In [6]:
import torch
import time
torch.manual_seed(0)

<torch._C.Generator at 0x7f220002c7d0>

### What?
In Lecture 5 of Convex Optimization and Approximation (UC Berkeley) https://ee227c.github.io/code/lecture5.html it is stated, that SVD of an input matrix is cubic in time. 
In this notebook I provide an experiment to measure the runtime of PyTorchs SVD computation algorithm. 

### Why?
This experiment should serve as a proof of concept, if it is possible to compute the SVD on matrices composed of neural network gradients during training.

### How?
In PyTorch there are 2 SVD algorithms: torch.svd_lowrank() and torch.linalg.svd(). 
In the Docs it says: "In general, use the full-rank SVD implementation torch.linalg.svd() for dense matrices due to its 10-fold higher performance characteristics. The low-rank SVD will be useful for huge sparse matrices that torch.linalg.svd() cannot handle."

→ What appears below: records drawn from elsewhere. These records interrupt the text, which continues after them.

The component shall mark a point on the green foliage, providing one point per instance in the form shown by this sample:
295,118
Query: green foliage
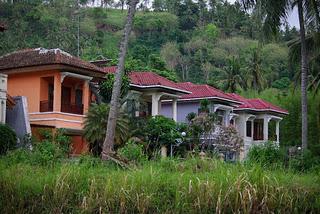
282,83
204,106
107,85
290,126
161,130
46,153
164,186
191,116
95,126
210,32
58,137
200,125
8,139
267,155
133,151
305,161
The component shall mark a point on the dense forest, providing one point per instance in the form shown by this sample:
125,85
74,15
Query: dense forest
204,41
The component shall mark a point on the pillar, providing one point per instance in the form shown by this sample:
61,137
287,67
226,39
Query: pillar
57,93
155,104
174,110
86,96
227,118
278,131
3,97
266,128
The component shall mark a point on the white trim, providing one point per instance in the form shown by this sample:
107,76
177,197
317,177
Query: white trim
79,76
55,119
252,109
56,112
221,107
161,86
25,112
218,98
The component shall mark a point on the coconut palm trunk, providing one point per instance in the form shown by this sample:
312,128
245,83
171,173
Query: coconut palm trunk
304,78
108,143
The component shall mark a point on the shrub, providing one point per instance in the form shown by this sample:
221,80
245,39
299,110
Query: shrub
304,161
161,130
46,153
133,152
267,154
8,139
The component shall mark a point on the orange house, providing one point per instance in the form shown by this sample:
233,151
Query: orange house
57,87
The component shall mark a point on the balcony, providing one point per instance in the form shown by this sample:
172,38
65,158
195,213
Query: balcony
72,108
47,106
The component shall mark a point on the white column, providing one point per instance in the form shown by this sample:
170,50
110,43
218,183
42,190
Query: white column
266,128
156,104
174,110
278,131
3,97
227,118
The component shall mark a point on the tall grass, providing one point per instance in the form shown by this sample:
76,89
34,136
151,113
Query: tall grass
169,186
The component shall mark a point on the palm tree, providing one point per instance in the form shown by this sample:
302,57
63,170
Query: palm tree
232,76
108,143
274,11
95,125
254,72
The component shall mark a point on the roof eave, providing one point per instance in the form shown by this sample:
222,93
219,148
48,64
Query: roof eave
160,86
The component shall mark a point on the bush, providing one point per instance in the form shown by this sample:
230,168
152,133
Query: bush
133,152
46,153
8,139
304,161
266,155
161,130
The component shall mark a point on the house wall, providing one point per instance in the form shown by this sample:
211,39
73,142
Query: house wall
183,109
28,85
18,118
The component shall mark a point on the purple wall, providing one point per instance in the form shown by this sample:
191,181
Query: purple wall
183,108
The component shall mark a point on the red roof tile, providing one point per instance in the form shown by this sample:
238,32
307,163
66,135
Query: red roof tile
150,79
109,69
42,56
257,104
204,91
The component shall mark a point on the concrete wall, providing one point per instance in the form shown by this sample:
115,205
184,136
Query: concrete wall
18,119
28,85
184,108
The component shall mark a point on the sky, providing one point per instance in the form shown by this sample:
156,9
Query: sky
293,19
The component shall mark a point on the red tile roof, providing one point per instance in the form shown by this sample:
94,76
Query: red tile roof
148,79
151,79
257,105
42,56
204,91
110,69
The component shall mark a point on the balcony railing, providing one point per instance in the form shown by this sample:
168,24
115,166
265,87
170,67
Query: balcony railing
72,108
47,106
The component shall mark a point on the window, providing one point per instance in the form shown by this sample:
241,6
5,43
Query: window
249,128
258,130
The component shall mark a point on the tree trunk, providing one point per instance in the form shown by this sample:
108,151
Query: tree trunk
304,79
108,143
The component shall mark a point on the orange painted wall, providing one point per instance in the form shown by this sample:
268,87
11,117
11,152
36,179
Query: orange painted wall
28,84
78,143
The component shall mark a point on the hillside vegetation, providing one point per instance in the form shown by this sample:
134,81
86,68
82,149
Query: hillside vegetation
217,43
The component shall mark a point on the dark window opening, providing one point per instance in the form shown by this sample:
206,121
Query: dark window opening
258,130
249,128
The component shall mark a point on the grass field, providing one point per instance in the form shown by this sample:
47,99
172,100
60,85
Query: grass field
169,186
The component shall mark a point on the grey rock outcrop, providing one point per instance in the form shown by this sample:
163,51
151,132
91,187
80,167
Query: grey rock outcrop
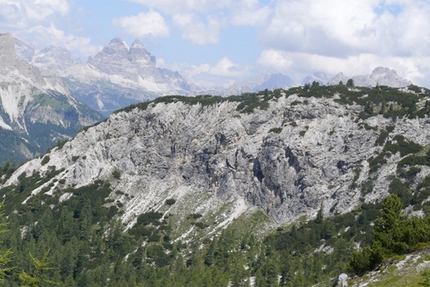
32,104
290,160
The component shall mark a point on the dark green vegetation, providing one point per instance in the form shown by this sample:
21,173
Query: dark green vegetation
82,242
17,145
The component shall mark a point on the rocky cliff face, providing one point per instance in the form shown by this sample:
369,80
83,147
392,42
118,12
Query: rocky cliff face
119,76
297,155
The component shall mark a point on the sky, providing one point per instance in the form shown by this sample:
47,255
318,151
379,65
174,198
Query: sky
217,42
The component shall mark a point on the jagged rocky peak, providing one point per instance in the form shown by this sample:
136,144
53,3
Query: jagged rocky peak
117,59
7,48
140,55
24,50
340,77
387,77
116,46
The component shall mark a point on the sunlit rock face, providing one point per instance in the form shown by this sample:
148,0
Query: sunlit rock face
292,159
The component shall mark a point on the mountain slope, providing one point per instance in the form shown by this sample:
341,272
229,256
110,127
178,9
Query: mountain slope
35,111
118,76
282,183
298,154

Thus we will use torch.linalg.svd() in this notebook.

In [7]:
# specify the dimension of the matrix (we emulate the network parameters / task setting)
net_dim = 1_000_000 # number of nn parameters
num_tasks = 100 # number of tasks

In [8]:
# sample (dense) random matrix
M = torch.randn((num_tasks, net_dim)).to(device='cuda')

In [9]:
# compute svd / measure time
start = time.time()
U, S, Vh = torch.linalg.svd(M, full_matrices=False)
end = time.time()
duration = end - start
print(duration) # in seconds

2.204740285873413